Selon Alexandre Millette, conseiller senior en relations du travail pour l’Association de la construction du Québec, la pénurie de main-d’œuvre vient accentuer la problématique des retards de livraison. C’est une réalité différente par rapport à chacun des métiers dans chacune des régions, mais de manière générale elle se vit partout et encore plus particulièrement dans les zones métropolitaines de Montréal et de Québec. « L’industrie aurait besoin d’environ 14 000 travailleurs supplémentaires chaque année sur ses chantiers pendant au moins 10 années consécutives pour aplanir la situation », estime-t-il.
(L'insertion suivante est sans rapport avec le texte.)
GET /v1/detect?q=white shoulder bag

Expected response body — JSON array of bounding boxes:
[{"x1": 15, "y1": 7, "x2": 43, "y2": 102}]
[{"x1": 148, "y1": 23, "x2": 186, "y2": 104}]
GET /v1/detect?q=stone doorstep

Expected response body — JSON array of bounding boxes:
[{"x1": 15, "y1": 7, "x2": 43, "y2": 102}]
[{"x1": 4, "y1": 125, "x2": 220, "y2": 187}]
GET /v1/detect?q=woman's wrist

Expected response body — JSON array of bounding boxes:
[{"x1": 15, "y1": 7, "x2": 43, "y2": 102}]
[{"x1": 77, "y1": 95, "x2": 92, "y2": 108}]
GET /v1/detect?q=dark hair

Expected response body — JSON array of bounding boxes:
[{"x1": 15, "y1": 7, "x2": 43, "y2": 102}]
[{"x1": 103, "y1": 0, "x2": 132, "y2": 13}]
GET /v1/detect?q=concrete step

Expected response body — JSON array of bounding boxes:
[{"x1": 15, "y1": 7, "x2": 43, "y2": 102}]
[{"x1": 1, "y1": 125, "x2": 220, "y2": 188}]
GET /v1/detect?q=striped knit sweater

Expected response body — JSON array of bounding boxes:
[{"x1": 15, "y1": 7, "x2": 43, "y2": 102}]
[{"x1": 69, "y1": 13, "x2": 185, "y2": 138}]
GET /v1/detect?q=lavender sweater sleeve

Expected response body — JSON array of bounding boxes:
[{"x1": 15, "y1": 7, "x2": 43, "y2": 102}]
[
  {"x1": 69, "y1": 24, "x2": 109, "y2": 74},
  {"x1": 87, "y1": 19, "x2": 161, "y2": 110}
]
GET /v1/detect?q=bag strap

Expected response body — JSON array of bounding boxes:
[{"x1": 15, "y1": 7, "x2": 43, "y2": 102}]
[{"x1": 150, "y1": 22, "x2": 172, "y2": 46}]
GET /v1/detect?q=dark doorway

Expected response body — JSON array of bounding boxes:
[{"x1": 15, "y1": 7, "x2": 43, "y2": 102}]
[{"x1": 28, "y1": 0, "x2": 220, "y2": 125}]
« Avec les investissements publics annoncés par le gouvernement du Québec durant la pandémie, beaucoup de nouveaux projets ont également démarré, ce qui a eu pour effet d’ajouter au problème de pénurie de personnel. Des besoins de main-d’œuvre à la hausse exercent une pression sur l’activité d’industrie. Plusieurs chantiers sont en quête de personnes pour réaliser les projets et combler les exigences de la demande. À cet égard, selon les prévisions de la Commission de la construction du Québec (CCQ), l’industrie se dirige vers une autre année record sur le plan des heures travaillées. »

« À titre indicatif, explique Alexandre Millette, la construction appréhende un dépassement soutenu de 170 millions d’heures totales travaillées en moyenne, une situation observée depuis 2019 et qui perdurera dans les prochaines années selon toutes les prévisions. Il s’agit d’une importante hausse des besoins comparativement au dernier record historique vécu en 2018 qui établissait à environ 165 millions le nombre d’heures travaillées. »

Bien qu’il y ait une disparité dans le recrutement, certains emplois bénéficiant de bassins plus généreux de candidats, des entrepreneurs estiment subir en général des difficultés croissantes d’embauche dans toutes les régions. Afin de procurer des solutions, des stratégies mises en place par la CCQ et l’ACQ ciblent la promotion des métiers de l’industrie et des perspectives d’avenir de la relève. Dans un partenariat avec les regroupements syndicaux, l’industrie s’emploie à déconstruire des mythes, dont ceux dénonçant le travail saisonnier et le conservatisme technologique du milieu.

Ces campagnes d’information démontrent aux travailleurs potentiels que les métiers de la construction peuvent s’exercer à longueur d’année, hiver comme été. On explique également dans ces présentations que la profession s’accompagne d’un outillage de pointe, d’une miniaturisation d’équipement et d’une avant-garde technologique qui contribuent à endiguer l’effort musculaire et la fatigue physique des travailleurs. On pense notamment à des robots assortis de commandes à distance et à l’utilisation d’exosquelettes déjà sur le marché.

Meilleure accessibilité

Des changements réglementaires implantés en avril 2021 viennent également favoriser les efforts de recrutement de la main-d’œuvre dans la construction. Ces dispositions parviendront, croit Alexandre Millette, à résorber à plus long terme la pénurie de travailleurs dans l’industrie. Parmi les mesures adoptées, on compte le déploiement d’une nouvelle voie d’accès. « Auparavant, seules les personnes ayant terminé avec succès le diplôme d’études professionnelles, sous garantie d’un nombre minimal d’heures de travail fourni par l’employeur, pouvaient emprunter le chemin de l’industrie. »

Carolyne Filion

Des changements réglementaires implantés en avril 2021 viennent également favoriser les efforts de recrutement de la main-d’œuvre dans la construction. Ces dispositions parviendront, croit Alexandre Millette, à résorber à plus long terme la pénurie de travailleurs dans l’industrie.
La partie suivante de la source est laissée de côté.